Three important pieces of research were published today by SQM Research, which is one of Australia’s most useful sources of data on real estate markets across the nation.
The figures depicted the latest situation with house prices, vacancy rates and rents – and they all add to the generally positive scenario for housing markets in Australia.
And the three sets of figures also show that Sydney and Melbourne are the exceptions to the rule.
The data on vacancies shows that the national average vacancy rate in September was 2%, unchanged from August.
But looking at the detail, five of our eight capital cities have vacancy rates below 1% – that’s Perth, Adelaide, Canberra, Darwin and Hobart.
The figures show that vacancies in these cities continue to get tighter.
Brisbane is a little higher but still tight at 2%, down from 2.1% in August.
The two biggest cities are different, both have vacancy rates above 3%, with the inner-city areas considerably higher.
But six of the eight capital cities have very low vacancies.
And this is reflected in the data on residential rents.
Those six capital cities with very low vacancies all have rising rents – headed by Perth where house rents have risen 7% in the past year, while Adelaide is up 5% and Hobart 4.5%.
Sydney and Melbourne are, again, the exceptions.

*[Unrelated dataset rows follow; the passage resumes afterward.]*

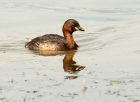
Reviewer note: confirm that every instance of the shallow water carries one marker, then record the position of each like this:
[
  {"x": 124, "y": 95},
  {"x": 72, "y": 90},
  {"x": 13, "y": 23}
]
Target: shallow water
[{"x": 107, "y": 60}]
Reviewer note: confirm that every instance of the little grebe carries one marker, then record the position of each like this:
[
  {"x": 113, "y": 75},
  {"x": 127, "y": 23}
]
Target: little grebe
[{"x": 54, "y": 42}]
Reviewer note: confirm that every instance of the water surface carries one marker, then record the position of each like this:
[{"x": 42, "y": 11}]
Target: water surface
[{"x": 106, "y": 67}]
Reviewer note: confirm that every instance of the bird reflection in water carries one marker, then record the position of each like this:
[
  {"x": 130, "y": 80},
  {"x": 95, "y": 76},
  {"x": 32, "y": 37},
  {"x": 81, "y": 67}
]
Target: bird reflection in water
[{"x": 69, "y": 64}]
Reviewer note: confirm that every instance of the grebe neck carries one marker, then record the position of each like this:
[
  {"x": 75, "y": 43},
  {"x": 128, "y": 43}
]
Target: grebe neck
[{"x": 69, "y": 39}]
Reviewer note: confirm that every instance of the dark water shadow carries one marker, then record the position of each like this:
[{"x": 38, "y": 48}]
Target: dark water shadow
[{"x": 69, "y": 64}]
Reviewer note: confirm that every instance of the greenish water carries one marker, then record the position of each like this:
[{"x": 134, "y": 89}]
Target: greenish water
[{"x": 105, "y": 68}]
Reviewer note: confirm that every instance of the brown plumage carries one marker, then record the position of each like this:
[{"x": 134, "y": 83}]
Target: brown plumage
[{"x": 54, "y": 42}]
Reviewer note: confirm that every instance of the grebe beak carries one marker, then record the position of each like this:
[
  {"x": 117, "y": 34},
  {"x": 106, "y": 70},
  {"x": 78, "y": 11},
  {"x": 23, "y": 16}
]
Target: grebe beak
[{"x": 79, "y": 29}]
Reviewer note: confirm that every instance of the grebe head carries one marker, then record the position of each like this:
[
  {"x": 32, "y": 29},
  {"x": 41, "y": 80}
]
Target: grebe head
[{"x": 71, "y": 25}]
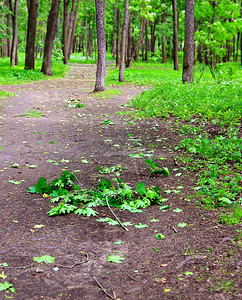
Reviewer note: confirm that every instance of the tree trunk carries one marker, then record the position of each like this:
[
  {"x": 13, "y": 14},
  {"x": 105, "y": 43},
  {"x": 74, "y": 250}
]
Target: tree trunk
[
  {"x": 175, "y": 35},
  {"x": 101, "y": 44},
  {"x": 65, "y": 30},
  {"x": 14, "y": 53},
  {"x": 126, "y": 21},
  {"x": 50, "y": 37},
  {"x": 129, "y": 46},
  {"x": 73, "y": 30},
  {"x": 146, "y": 41},
  {"x": 153, "y": 37},
  {"x": 31, "y": 33},
  {"x": 187, "y": 75},
  {"x": 164, "y": 57},
  {"x": 113, "y": 34},
  {"x": 118, "y": 38},
  {"x": 139, "y": 41}
]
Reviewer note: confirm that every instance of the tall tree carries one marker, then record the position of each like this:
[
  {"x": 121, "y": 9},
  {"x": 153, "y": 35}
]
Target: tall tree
[
  {"x": 31, "y": 33},
  {"x": 14, "y": 47},
  {"x": 123, "y": 45},
  {"x": 50, "y": 37},
  {"x": 175, "y": 35},
  {"x": 118, "y": 38},
  {"x": 101, "y": 44},
  {"x": 187, "y": 75}
]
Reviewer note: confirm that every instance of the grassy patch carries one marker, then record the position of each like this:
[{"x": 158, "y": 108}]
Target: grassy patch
[
  {"x": 212, "y": 101},
  {"x": 19, "y": 75}
]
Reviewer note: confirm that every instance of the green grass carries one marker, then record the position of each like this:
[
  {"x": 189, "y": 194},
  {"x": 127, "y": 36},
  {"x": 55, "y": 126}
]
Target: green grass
[
  {"x": 213, "y": 100},
  {"x": 18, "y": 75}
]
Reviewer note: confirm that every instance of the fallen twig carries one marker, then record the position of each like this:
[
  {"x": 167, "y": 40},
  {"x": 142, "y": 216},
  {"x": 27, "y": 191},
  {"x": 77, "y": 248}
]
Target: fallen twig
[
  {"x": 76, "y": 263},
  {"x": 102, "y": 288},
  {"x": 120, "y": 223},
  {"x": 188, "y": 259},
  {"x": 127, "y": 273}
]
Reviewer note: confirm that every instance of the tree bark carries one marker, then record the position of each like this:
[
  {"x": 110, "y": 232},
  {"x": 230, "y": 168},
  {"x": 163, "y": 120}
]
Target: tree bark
[
  {"x": 125, "y": 25},
  {"x": 14, "y": 53},
  {"x": 146, "y": 41},
  {"x": 113, "y": 34},
  {"x": 187, "y": 75},
  {"x": 139, "y": 41},
  {"x": 118, "y": 38},
  {"x": 101, "y": 44},
  {"x": 31, "y": 34},
  {"x": 164, "y": 57},
  {"x": 65, "y": 30},
  {"x": 175, "y": 35},
  {"x": 129, "y": 46},
  {"x": 50, "y": 37},
  {"x": 73, "y": 30}
]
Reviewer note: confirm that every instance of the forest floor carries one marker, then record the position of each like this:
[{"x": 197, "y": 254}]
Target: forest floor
[{"x": 40, "y": 137}]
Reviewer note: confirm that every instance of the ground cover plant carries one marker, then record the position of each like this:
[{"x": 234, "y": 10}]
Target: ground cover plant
[
  {"x": 212, "y": 100},
  {"x": 169, "y": 250},
  {"x": 19, "y": 75}
]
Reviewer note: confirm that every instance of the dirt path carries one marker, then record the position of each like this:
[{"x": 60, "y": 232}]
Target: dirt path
[{"x": 198, "y": 261}]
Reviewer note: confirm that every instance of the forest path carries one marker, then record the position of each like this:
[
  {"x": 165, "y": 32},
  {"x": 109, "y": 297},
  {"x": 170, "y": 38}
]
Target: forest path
[{"x": 42, "y": 135}]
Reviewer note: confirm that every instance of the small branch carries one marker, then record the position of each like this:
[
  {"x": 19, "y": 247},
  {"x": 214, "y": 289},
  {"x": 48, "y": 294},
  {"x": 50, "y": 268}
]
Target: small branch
[
  {"x": 188, "y": 259},
  {"x": 127, "y": 273},
  {"x": 102, "y": 288},
  {"x": 120, "y": 223},
  {"x": 23, "y": 267},
  {"x": 174, "y": 229}
]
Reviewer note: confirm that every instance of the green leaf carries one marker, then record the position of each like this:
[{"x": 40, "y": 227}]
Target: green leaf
[
  {"x": 187, "y": 273},
  {"x": 160, "y": 236},
  {"x": 141, "y": 188},
  {"x": 154, "y": 220},
  {"x": 182, "y": 225},
  {"x": 164, "y": 207},
  {"x": 5, "y": 286},
  {"x": 87, "y": 211},
  {"x": 46, "y": 259},
  {"x": 115, "y": 258},
  {"x": 141, "y": 226}
]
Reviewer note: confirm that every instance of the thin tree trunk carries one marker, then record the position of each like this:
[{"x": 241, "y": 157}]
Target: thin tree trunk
[
  {"x": 187, "y": 75},
  {"x": 139, "y": 41},
  {"x": 175, "y": 35},
  {"x": 125, "y": 25},
  {"x": 73, "y": 30},
  {"x": 50, "y": 37},
  {"x": 113, "y": 34},
  {"x": 164, "y": 57},
  {"x": 31, "y": 33},
  {"x": 14, "y": 53},
  {"x": 129, "y": 46},
  {"x": 118, "y": 38},
  {"x": 146, "y": 41},
  {"x": 65, "y": 30},
  {"x": 101, "y": 43}
]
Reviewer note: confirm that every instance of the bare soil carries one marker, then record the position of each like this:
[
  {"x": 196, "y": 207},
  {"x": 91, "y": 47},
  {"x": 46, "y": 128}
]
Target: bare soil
[{"x": 152, "y": 269}]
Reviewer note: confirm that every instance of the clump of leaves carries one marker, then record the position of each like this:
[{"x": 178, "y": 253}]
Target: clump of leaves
[
  {"x": 156, "y": 169},
  {"x": 72, "y": 198}
]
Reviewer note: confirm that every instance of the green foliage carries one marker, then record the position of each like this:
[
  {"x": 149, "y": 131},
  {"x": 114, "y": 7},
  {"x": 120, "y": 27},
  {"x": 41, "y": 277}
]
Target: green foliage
[
  {"x": 7, "y": 286},
  {"x": 115, "y": 258},
  {"x": 45, "y": 259},
  {"x": 155, "y": 169},
  {"x": 19, "y": 75},
  {"x": 72, "y": 198}
]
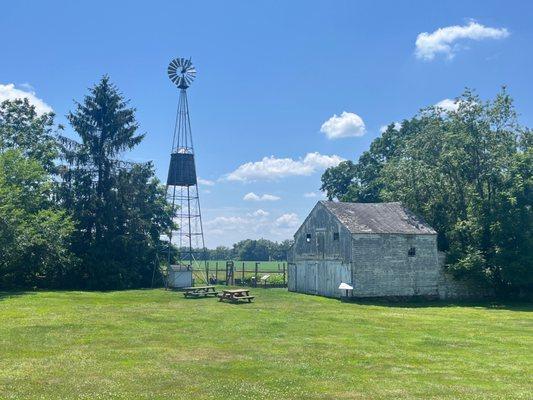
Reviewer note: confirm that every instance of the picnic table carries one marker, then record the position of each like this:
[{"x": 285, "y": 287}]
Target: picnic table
[
  {"x": 198, "y": 291},
  {"x": 235, "y": 295}
]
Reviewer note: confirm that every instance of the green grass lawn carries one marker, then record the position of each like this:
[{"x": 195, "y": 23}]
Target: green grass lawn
[{"x": 153, "y": 344}]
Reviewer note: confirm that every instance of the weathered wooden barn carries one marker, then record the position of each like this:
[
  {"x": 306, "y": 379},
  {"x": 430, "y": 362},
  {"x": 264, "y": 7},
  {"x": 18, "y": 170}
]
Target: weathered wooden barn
[{"x": 381, "y": 249}]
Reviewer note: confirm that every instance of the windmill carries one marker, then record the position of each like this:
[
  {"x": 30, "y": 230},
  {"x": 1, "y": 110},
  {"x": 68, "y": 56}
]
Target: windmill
[{"x": 182, "y": 184}]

Rents for both houses and apartments have dropped in the past month and in annual terms.
Residential rents in Sydney have dropped 9% in the past year, according to the SQM Research figures.
I know from my day-to-day research that vacancy rates are ultra low and rents rising in regional centres throughout Australia.
Today SQM also published its weekly report on prices for houses and apartments.
The figures show that prices have grown or shown no change in the past month in all capital cities except Sydney.
In annual terms house prices have risen in seven of the eight capital cities – everywhere except Darwin.
Hobart is the outstanding performer on prices among the capital cities, with houses up 9% and apartments up 19%.
The national average situation for houses was a 0.4% rise in the past month and a 4% rise in the past year.
For apartments, there was a small decrease in the past month, but a 4.7% increase over the past 12 months.
Generally speaking, the figures published today by SQM Research shows similar results on vacancies, rents and prices to figures from other major sources, including Domain and CoreLogic.
They all depict solidity and resilience in most markets across Australia.